Indeed, it makes such an odd fit with Macfadden’s magazine that I wonder whether it was awarded the prize on the basis of a few early chapters submitted by Robbins. It certainly begins in a manner which indicates it will be a far more conventional story than it turns out to be. When we first meet its protagonist (hero is the wrong word) and narrator, Frederick ‘Deacon’ Colgate, he is a young boy being raised by friends of his late parents. He is horrified by the sight of one of his playmates hunting chickens with a bow and arrow, and worried about what the boy’s sister will think of him.
Intuitively she sensed my weak womanly side which I strove to keep a secret from the world—my dread of inflicting suffering, or witnessing it . . .
Later, when he comes of age and receives his inheritance, he is appalled to find that it consists of properties in the New York slums, and is overcome by pity for the people who live there. He wants to do something about it.
At this point, the likely trajectory of the story seems clear. Colgate will harden up and become a real man. He will do all he can to help the poor whose lives have unexpectedly become linked to his. He will set himself against fierce obstacles, then overcome them with a mixture of brains and brawn.
Well, this being Tod Robbins, it doesn’t pan out like that.
While Robbins dabbled in ghost stories and fantasy, most of his tales deal with the horrors of the mind, and Fighting Mad is no exception. Stripped down to its basics, it is an old-fashioned tale of betrayal and revenge. It begins with Colgate being struck a fearsome blow by a man he considers his best friend, and ends with him returning that blow—with interest. During the course of the story, Colgate goes from being an idealistic young man to a brutalised and embittered husk, his connection to reality broken and nightmarish visions beckoning to him from the sky. At its conclusion, he has found some sort of closure, but the overall mood of the novel is one of desolation.
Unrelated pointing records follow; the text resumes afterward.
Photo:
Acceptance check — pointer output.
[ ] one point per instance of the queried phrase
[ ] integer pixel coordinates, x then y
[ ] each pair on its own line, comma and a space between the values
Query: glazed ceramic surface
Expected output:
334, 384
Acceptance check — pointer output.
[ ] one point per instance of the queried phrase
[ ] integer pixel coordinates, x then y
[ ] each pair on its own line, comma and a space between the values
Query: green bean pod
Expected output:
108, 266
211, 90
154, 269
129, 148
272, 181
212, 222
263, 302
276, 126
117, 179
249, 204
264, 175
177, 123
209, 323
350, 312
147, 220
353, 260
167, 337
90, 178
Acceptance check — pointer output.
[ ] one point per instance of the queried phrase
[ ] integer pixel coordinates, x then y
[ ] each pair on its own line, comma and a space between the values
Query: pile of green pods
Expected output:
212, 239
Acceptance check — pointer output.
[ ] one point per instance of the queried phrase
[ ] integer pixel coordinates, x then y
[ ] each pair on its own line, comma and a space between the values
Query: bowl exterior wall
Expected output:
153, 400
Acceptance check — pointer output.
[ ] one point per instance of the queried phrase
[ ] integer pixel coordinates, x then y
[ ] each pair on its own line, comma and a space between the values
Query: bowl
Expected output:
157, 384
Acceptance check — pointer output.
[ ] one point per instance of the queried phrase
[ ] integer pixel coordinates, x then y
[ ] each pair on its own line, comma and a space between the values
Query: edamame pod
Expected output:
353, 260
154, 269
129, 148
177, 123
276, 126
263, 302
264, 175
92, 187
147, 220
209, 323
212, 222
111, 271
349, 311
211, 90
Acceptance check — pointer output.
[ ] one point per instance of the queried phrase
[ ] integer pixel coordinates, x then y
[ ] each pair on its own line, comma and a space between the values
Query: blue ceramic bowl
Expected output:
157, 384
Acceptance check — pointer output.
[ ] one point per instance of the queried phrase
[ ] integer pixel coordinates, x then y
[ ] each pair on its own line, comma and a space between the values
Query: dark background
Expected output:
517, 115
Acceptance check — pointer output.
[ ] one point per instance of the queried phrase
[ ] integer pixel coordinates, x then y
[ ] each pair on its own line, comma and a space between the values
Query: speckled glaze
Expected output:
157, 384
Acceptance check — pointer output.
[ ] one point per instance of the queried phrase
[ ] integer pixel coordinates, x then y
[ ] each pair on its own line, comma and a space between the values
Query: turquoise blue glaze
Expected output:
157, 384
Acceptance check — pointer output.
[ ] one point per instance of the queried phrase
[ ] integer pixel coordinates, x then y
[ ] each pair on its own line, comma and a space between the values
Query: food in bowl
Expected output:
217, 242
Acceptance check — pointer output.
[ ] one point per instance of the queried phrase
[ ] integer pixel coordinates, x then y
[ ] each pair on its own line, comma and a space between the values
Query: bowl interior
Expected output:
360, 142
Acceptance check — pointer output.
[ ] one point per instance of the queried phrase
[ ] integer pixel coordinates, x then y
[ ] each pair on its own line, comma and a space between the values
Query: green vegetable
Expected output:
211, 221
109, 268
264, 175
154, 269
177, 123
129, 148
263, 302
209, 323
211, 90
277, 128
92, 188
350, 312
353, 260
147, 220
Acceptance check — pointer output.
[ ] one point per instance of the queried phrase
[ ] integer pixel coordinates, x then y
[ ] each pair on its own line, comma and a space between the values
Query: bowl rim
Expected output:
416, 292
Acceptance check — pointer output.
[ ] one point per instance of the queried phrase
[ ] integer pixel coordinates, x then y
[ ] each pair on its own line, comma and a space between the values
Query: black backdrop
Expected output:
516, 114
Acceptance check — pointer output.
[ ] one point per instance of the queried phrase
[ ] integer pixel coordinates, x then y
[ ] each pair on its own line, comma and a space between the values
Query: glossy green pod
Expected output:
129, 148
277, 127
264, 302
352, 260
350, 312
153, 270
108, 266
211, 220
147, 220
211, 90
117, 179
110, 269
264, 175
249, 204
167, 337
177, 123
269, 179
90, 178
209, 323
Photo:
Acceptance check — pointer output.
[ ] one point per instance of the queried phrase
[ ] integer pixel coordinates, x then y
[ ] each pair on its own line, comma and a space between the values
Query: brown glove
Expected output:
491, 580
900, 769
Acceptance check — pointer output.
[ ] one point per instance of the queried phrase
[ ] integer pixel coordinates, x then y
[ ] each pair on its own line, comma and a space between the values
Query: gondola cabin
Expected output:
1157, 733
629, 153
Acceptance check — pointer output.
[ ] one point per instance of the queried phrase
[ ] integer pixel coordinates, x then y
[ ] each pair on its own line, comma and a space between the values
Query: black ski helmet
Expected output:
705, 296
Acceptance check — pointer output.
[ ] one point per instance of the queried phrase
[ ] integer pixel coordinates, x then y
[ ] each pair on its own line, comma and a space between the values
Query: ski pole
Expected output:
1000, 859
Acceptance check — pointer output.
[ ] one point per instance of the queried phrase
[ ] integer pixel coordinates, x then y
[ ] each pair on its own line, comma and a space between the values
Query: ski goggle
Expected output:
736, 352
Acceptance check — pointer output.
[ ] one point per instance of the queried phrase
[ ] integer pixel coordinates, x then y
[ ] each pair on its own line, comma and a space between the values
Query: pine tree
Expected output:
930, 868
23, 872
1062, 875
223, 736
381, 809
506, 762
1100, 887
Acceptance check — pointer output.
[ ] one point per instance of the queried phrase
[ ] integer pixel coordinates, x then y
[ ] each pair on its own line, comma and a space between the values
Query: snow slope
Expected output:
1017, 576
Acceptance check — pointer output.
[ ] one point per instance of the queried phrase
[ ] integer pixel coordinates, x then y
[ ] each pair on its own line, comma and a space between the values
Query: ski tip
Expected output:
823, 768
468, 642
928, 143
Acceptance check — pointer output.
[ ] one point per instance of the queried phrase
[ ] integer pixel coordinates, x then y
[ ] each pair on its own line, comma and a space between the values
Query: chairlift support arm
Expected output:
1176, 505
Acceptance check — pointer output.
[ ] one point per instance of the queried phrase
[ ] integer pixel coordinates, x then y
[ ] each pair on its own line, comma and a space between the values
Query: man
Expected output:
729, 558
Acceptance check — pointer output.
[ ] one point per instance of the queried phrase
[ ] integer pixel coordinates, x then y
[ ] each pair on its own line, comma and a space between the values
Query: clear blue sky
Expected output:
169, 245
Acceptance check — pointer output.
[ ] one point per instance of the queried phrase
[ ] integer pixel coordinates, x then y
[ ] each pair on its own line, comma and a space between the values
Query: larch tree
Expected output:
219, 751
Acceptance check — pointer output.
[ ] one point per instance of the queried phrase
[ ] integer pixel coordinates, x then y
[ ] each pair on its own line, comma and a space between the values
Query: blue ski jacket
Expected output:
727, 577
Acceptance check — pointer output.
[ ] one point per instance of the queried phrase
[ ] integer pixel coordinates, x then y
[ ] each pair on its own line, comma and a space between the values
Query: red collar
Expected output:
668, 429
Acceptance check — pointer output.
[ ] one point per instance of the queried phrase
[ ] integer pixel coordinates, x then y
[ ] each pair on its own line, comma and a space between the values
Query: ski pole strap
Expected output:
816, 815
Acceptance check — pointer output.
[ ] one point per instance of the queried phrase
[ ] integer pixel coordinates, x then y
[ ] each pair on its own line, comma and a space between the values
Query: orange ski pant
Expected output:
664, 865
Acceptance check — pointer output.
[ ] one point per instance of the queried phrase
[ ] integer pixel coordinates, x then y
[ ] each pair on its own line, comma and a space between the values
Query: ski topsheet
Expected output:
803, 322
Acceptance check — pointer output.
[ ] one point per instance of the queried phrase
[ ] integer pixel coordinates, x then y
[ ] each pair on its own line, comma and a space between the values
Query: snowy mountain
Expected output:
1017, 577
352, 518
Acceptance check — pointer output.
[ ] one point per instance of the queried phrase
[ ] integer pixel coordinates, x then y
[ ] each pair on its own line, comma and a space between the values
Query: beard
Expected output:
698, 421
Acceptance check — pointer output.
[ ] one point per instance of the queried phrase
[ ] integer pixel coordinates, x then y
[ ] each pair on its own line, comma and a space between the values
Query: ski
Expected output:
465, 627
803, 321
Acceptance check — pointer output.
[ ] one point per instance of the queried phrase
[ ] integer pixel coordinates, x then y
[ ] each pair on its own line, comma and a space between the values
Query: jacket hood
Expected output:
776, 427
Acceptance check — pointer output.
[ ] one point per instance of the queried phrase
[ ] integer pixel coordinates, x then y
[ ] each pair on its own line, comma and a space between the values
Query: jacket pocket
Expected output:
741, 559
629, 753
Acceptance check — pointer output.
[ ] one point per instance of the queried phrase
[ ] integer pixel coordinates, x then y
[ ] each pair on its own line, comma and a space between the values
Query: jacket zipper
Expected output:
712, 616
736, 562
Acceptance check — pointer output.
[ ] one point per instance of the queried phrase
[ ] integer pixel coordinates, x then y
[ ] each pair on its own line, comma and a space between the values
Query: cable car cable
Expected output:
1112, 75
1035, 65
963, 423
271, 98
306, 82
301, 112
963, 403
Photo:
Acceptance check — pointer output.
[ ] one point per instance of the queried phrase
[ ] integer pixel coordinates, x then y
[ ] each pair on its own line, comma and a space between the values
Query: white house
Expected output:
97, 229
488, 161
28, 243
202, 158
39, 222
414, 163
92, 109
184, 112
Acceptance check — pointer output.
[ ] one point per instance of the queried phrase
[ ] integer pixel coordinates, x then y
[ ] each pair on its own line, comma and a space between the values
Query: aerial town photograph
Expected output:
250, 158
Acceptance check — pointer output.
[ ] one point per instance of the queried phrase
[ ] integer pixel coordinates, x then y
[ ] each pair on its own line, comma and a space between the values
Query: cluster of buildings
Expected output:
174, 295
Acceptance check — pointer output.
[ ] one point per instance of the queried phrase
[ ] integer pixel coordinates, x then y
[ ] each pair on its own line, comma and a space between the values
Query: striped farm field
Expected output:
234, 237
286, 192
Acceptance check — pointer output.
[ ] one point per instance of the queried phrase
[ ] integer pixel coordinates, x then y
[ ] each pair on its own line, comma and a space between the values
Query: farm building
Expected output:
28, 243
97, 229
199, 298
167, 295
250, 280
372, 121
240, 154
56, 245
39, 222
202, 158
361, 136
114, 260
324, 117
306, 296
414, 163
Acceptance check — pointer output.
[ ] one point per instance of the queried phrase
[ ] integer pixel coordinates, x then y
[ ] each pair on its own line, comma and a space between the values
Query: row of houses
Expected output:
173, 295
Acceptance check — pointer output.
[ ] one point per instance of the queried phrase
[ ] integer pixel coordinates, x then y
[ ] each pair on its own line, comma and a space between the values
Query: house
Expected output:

Fighting Mad has never until now been issued in book form. While it has its flaws, perhaps due to Robbins having to deliver chapters to deadline, I think it reveals rather more about him than many of his other tales. He seems to have been an unusually private man. He married four times, but tried (completely unsuccessfully, of course) to keep three of those marriages secret. It’s therefore not surprising that in most of his works he gave little of himself away. In Red of Surley, however, he dealt evocatively with childhood and the urge to be a writer. In a later novel, In the Shadow, written years after he had moved to the French Riviera and another seemingly blissful period of his life, he dealt with death and bereavement. And in Fighting Mad, we have a semblance of the young Tod Robbins, the rich, athletic college boy, having impromptu boxing matches with fellow students in his rooms. Whether he clashed with a one of them over a woman, and was betrayed as Deacon Colgate was, I don’t know, but the heartfelt nature of Fighting Mad suggests that was the case.
This volume is rounded out with the boxing-themed short story ‘For His Lady Friend’, which appeared in the November 1923 issue of Everybody’s magazine, along with an autobiographical note in which Robbins describes the pinnacle of his own brief but entertaining career as a boxer.